Critique Paper Tales : Au-delà des portes
Avis critique rédigé par Gaetan G. le lundi 30 avril 2018 à 09h00
pas de gros changement à l'horizon mais toujours aussi bon
En ce moment, les jeux de drafts ont incontestablement le vent en poupe. Plusieurs excellents représentants du genre ont d'ailleurs été chroniqués dans nos colonnes ces derniers mois.
Personnellement et sans l'ombre d'un doute, mon petit chouchou reste quand même Paper Tales, un « petit » jeu sorti à l'automne dernier qui a vraiment tout pour plaire.

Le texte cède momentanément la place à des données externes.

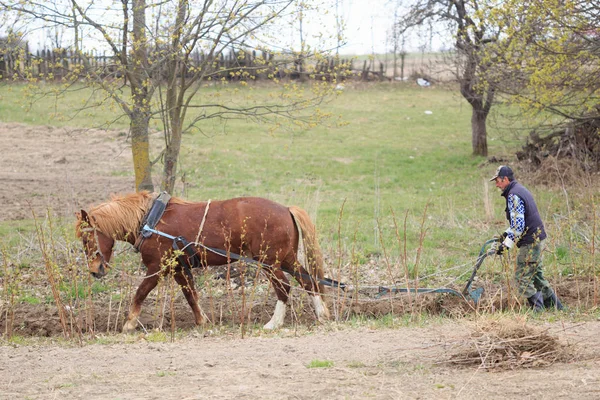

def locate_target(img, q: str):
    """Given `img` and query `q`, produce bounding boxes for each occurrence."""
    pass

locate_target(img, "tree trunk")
[129,0,154,191]
[130,110,154,192]
[161,111,182,194]
[471,104,488,157]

Jugez-en plutôt : il a un prix tout doux, on peut le sortir avec un peu près n'importe quel public de joueurs (du Familial+ à l’Expert), il est original dans le thème et dans les mécaniques, et surtout il offre une grande variété de stratégies possibles grâce à un équilibrage au poil…
La vie est belle, puisque sa première extension vient tout juste de sortir en boutique. Inutile de vous dire que je me suis précipité dessus, afin de voir ce qu'elle pouvait apporter à une recette de base déjà excellente. Alors, le mieux est-il toujours l’ennemi du bien ? Ça tombe bien, c’est ici qu’on en parle.
A première vue, pas de gros bouleversement
L’extension est composée d’un deck de 99 cartes, dont la quasi-totalité correspond à de nouvelles unités et bâtiments. Le reste, quant à lui, est dédié à un nouveau mode de jeu solo.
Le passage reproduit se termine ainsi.